Myanmar junta chief excluded from ASEAN summit 

   BANDAR SERI BEGAWAN, Brunei, Oct 16, 2021 (BSS/AFP) - Myanmar's junta 
chief will be excluded from an upcoming ASEAN summit, the group said 
Saturday, a rare rebuke as concerns rise over the military government's 
commitment to defusing a bloody crisis.

  Foreign ministers from the Association of Southeast Asian Nations agreed at 
an emergency meeting late Friday that a "non-political representative" for 
Myanmar be invited to the October 26-28 summit, current ASEAN chair Brunei 
said in a statement.

  The decision effectively excluded junta leader Min Aung Hlaing.

  The bloc, widely criticised as a toothless organisation, took a strong 
stand after the junta rebuffed requests for a special envoy to meet with all 
parties concerned -- a phrase seen to include ousted civilian leader Aung San 
Suu Kyi.

  The statement noted "insufficient progress" in the implementation of a 
five-point plan agreed by ASEAN leaders in April to end turmoil following a 
coup in February.

  It also said that the situation in Myanmar "was having an impact on 
regional security as well as the unity, credibility and centrality of ASEAN".

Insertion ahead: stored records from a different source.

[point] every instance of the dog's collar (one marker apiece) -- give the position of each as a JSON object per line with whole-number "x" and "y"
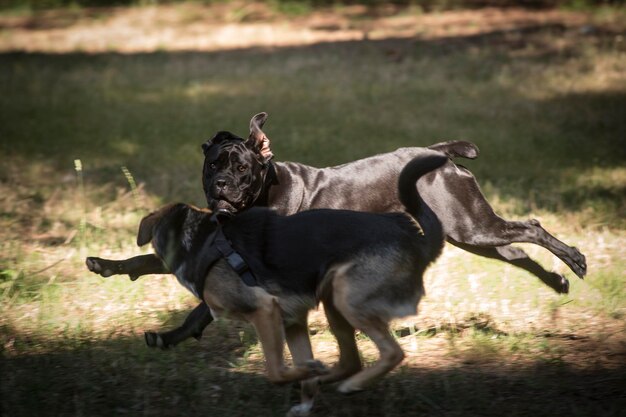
{"x": 216, "y": 248}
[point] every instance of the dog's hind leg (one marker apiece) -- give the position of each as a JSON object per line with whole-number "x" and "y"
{"x": 134, "y": 267}
{"x": 500, "y": 233}
{"x": 391, "y": 355}
{"x": 349, "y": 359}
{"x": 300, "y": 347}
{"x": 454, "y": 195}
{"x": 193, "y": 326}
{"x": 516, "y": 256}
{"x": 268, "y": 323}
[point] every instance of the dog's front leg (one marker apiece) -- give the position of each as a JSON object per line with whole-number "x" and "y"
{"x": 134, "y": 267}
{"x": 268, "y": 323}
{"x": 302, "y": 354}
{"x": 193, "y": 326}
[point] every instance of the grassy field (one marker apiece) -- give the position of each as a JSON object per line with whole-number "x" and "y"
{"x": 95, "y": 132}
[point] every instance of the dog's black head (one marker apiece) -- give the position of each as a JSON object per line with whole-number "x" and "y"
{"x": 235, "y": 169}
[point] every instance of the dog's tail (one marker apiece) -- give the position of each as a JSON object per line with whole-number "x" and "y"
{"x": 456, "y": 148}
{"x": 414, "y": 204}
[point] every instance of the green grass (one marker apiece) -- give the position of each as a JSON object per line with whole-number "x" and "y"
{"x": 548, "y": 115}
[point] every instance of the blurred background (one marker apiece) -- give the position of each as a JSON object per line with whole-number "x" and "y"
{"x": 104, "y": 106}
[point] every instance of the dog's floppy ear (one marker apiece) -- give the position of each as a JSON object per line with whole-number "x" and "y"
{"x": 147, "y": 224}
{"x": 257, "y": 140}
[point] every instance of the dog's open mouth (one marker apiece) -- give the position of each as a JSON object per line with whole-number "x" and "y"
{"x": 225, "y": 206}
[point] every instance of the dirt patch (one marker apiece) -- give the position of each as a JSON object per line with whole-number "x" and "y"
{"x": 245, "y": 25}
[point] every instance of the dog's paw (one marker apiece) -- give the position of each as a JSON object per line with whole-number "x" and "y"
{"x": 348, "y": 388}
{"x": 316, "y": 367}
{"x": 154, "y": 340}
{"x": 579, "y": 263}
{"x": 99, "y": 266}
{"x": 300, "y": 410}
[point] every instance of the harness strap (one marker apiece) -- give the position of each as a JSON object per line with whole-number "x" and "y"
{"x": 233, "y": 258}
{"x": 213, "y": 250}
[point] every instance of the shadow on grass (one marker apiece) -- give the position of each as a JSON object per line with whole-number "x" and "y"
{"x": 120, "y": 376}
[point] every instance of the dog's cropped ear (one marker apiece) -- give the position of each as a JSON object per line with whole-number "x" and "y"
{"x": 258, "y": 141}
{"x": 219, "y": 137}
{"x": 147, "y": 224}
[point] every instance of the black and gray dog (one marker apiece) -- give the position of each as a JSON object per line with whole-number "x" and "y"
{"x": 239, "y": 174}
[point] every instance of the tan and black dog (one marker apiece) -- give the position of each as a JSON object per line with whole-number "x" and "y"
{"x": 365, "y": 268}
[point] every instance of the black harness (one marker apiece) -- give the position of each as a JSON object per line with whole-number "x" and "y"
{"x": 213, "y": 250}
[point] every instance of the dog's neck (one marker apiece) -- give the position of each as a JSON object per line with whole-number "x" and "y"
{"x": 270, "y": 180}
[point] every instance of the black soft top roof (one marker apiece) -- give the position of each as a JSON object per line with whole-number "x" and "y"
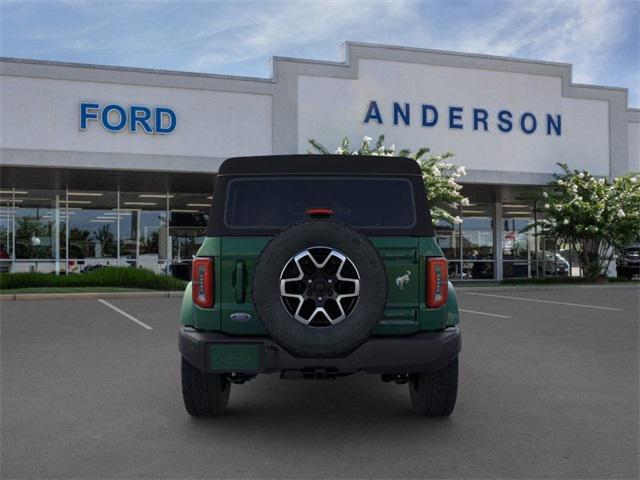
{"x": 319, "y": 164}
{"x": 322, "y": 165}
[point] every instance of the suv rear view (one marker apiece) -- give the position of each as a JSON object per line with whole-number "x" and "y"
{"x": 319, "y": 267}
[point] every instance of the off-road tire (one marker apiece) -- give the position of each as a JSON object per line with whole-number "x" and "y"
{"x": 434, "y": 394}
{"x": 204, "y": 394}
{"x": 320, "y": 342}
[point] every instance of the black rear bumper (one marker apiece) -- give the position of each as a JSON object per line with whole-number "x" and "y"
{"x": 421, "y": 352}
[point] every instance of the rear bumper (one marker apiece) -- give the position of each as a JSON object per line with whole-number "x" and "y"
{"x": 421, "y": 352}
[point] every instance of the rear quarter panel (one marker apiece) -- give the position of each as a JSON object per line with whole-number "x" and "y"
{"x": 234, "y": 264}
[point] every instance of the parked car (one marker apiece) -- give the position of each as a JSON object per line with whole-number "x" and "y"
{"x": 628, "y": 263}
{"x": 319, "y": 267}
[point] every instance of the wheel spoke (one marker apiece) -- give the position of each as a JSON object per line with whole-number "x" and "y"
{"x": 314, "y": 302}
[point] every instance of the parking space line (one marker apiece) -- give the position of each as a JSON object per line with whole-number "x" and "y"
{"x": 524, "y": 299}
{"x": 484, "y": 313}
{"x": 125, "y": 314}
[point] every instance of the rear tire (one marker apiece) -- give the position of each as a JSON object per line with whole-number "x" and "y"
{"x": 204, "y": 394}
{"x": 434, "y": 394}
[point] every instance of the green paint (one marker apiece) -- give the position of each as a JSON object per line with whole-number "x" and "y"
{"x": 235, "y": 358}
{"x": 235, "y": 259}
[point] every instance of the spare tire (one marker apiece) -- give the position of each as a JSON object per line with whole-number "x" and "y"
{"x": 320, "y": 288}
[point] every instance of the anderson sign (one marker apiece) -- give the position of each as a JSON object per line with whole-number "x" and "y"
{"x": 461, "y": 118}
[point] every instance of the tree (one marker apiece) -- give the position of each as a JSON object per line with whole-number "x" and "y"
{"x": 595, "y": 216}
{"x": 439, "y": 175}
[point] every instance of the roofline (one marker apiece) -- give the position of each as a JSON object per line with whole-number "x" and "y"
{"x": 346, "y": 62}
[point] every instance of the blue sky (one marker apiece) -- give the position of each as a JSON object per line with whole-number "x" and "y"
{"x": 600, "y": 38}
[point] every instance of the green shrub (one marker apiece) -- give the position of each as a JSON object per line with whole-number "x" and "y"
{"x": 101, "y": 277}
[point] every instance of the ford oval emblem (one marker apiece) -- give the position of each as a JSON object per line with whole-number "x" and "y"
{"x": 240, "y": 317}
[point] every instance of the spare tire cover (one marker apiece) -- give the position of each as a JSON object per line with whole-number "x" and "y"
{"x": 320, "y": 288}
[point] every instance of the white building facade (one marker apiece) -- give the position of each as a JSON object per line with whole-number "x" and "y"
{"x": 115, "y": 166}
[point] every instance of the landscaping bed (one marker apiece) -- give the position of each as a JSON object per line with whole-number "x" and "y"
{"x": 124, "y": 278}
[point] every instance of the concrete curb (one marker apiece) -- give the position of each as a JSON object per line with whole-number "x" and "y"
{"x": 87, "y": 296}
{"x": 512, "y": 288}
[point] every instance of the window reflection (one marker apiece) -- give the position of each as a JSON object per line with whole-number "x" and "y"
{"x": 518, "y": 240}
{"x": 143, "y": 229}
{"x": 477, "y": 242}
{"x": 92, "y": 229}
{"x": 188, "y": 226}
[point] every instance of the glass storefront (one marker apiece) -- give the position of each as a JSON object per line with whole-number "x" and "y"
{"x": 68, "y": 231}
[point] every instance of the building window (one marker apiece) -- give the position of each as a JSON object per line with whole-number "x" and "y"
{"x": 519, "y": 252}
{"x": 92, "y": 231}
{"x": 477, "y": 242}
{"x": 144, "y": 235}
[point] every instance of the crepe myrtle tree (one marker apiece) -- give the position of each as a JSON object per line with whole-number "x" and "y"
{"x": 594, "y": 215}
{"x": 439, "y": 175}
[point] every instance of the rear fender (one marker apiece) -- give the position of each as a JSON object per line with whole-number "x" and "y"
{"x": 186, "y": 310}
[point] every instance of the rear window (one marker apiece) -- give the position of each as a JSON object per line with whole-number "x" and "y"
{"x": 281, "y": 201}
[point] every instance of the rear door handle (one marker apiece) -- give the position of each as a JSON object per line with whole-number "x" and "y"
{"x": 239, "y": 283}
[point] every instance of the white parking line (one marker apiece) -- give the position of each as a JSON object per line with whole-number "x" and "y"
{"x": 543, "y": 301}
{"x": 484, "y": 313}
{"x": 125, "y": 314}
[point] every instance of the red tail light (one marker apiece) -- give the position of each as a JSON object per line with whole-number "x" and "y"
{"x": 202, "y": 282}
{"x": 437, "y": 282}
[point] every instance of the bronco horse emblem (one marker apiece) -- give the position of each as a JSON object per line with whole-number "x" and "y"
{"x": 402, "y": 280}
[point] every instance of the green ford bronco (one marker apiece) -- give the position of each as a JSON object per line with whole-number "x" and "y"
{"x": 319, "y": 266}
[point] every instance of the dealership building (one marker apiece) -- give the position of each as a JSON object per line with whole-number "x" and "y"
{"x": 106, "y": 165}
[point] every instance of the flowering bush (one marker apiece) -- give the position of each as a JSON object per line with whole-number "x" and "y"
{"x": 596, "y": 216}
{"x": 439, "y": 175}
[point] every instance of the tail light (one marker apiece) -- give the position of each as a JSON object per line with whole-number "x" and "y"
{"x": 202, "y": 282}
{"x": 437, "y": 282}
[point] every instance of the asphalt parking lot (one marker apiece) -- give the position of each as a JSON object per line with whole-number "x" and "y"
{"x": 549, "y": 389}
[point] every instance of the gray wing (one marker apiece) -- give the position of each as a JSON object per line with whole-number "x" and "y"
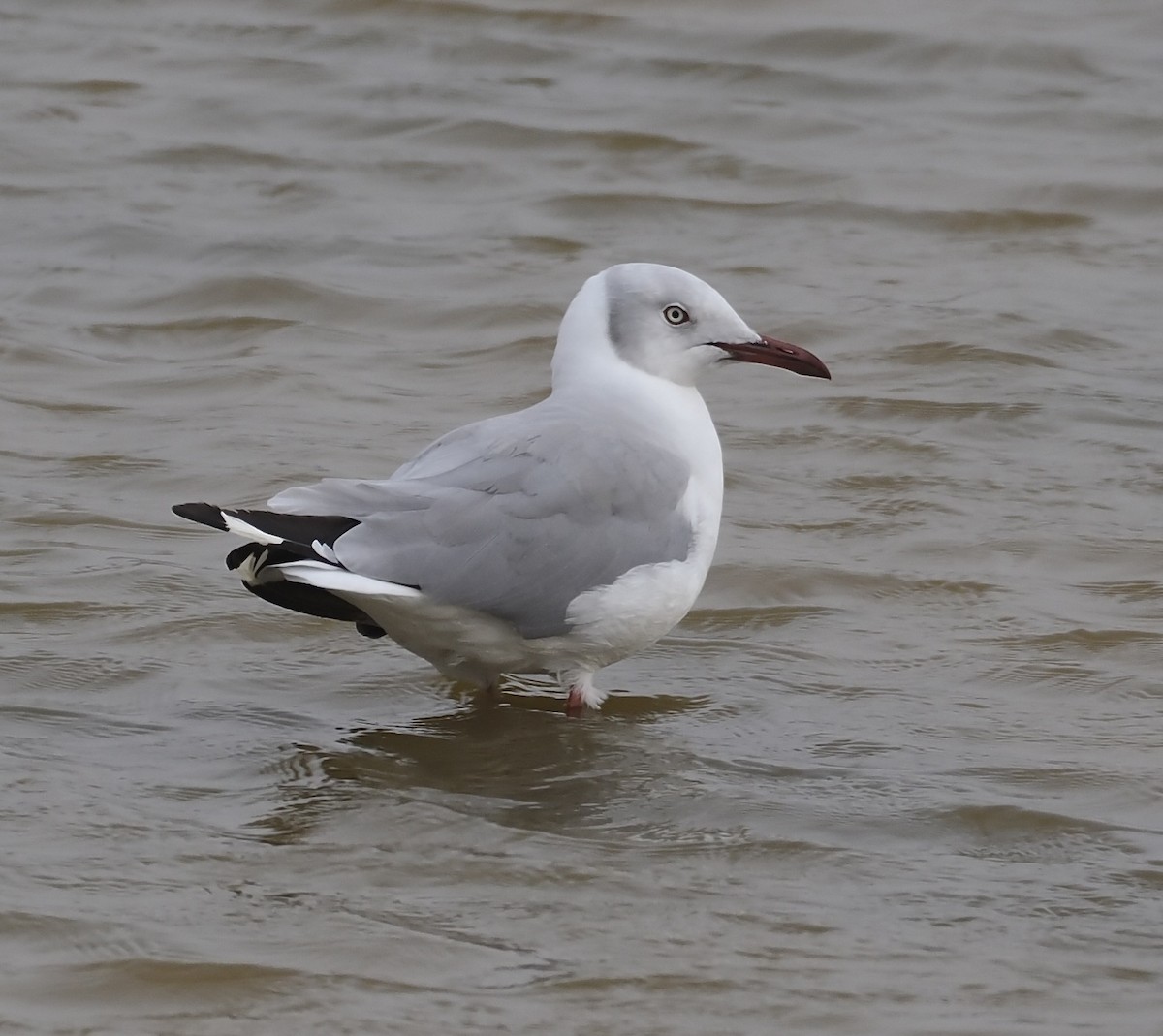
{"x": 515, "y": 517}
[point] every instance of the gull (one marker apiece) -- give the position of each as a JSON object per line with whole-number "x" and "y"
{"x": 555, "y": 540}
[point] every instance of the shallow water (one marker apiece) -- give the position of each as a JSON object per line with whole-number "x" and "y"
{"x": 899, "y": 771}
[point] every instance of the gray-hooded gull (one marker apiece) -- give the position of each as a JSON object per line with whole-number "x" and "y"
{"x": 556, "y": 540}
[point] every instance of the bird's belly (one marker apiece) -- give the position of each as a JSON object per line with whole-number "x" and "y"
{"x": 608, "y": 623}
{"x": 643, "y": 605}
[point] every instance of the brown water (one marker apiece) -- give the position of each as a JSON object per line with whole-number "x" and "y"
{"x": 900, "y": 769}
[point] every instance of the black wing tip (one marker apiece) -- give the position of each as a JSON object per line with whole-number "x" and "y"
{"x": 204, "y": 514}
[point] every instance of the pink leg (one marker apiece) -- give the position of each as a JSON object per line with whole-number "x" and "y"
{"x": 582, "y": 694}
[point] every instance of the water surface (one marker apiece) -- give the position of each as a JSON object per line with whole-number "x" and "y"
{"x": 898, "y": 772}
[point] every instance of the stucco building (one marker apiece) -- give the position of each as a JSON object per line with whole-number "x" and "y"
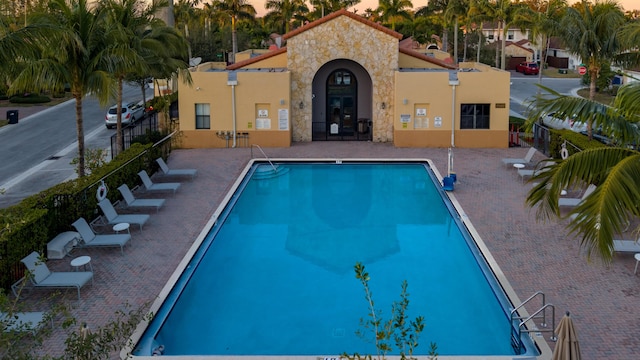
{"x": 343, "y": 77}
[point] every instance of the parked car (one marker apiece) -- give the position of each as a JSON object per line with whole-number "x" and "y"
{"x": 528, "y": 68}
{"x": 560, "y": 121}
{"x": 131, "y": 111}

  Richard Horsey, Myanmar adviser to Crisis Group, predicted the "non-
political" representative would be someone below the level of minister or 
deputy minister.

  Singapore's foreign ministry described the move as a "difficult but 
necessary decision to uphold ASEAN's credibility".

  Mustafa Izzuddin, global affairs analyst at consultancy Solaris Strategies 
Singapore, called the exclusion "a political stopgap measure for ASEAN to 
assuage international criticism".

  It sent a "political signal" to the junta "that ASEAN is not one to be 
pushed around", Izzuddin added.

  And independent Myanmar analyst David Mathieson said that "in ASEAN terms 
this is a real slap in the face".

  - Thorn in ASEAN's side -

  Myanmar, mostly ruled by the military since a 1962 coup, has been a thorn 
in ASEAN's side since it joined in 1997.

  Elections in 2015 overwhelmingly won by Suu Kyi's National League for 
Democracy (NLD) party ushered in the start of civilian rule -- but this was 
cut short by the coup.

  ASEAN has been under international pressure to address unrest that erupted 
after the putsch, including massive protests; renewed clashes between the 
military and ethnic rebel armies in border regions; and an economy spiralling 
into freefall.

  The bloc has expressed disappointment at a lack of cooperation from the 
junta, which continues to crack down brutally on dissent. More than 1,000 
civilians have been killed, according to a local monitoring group.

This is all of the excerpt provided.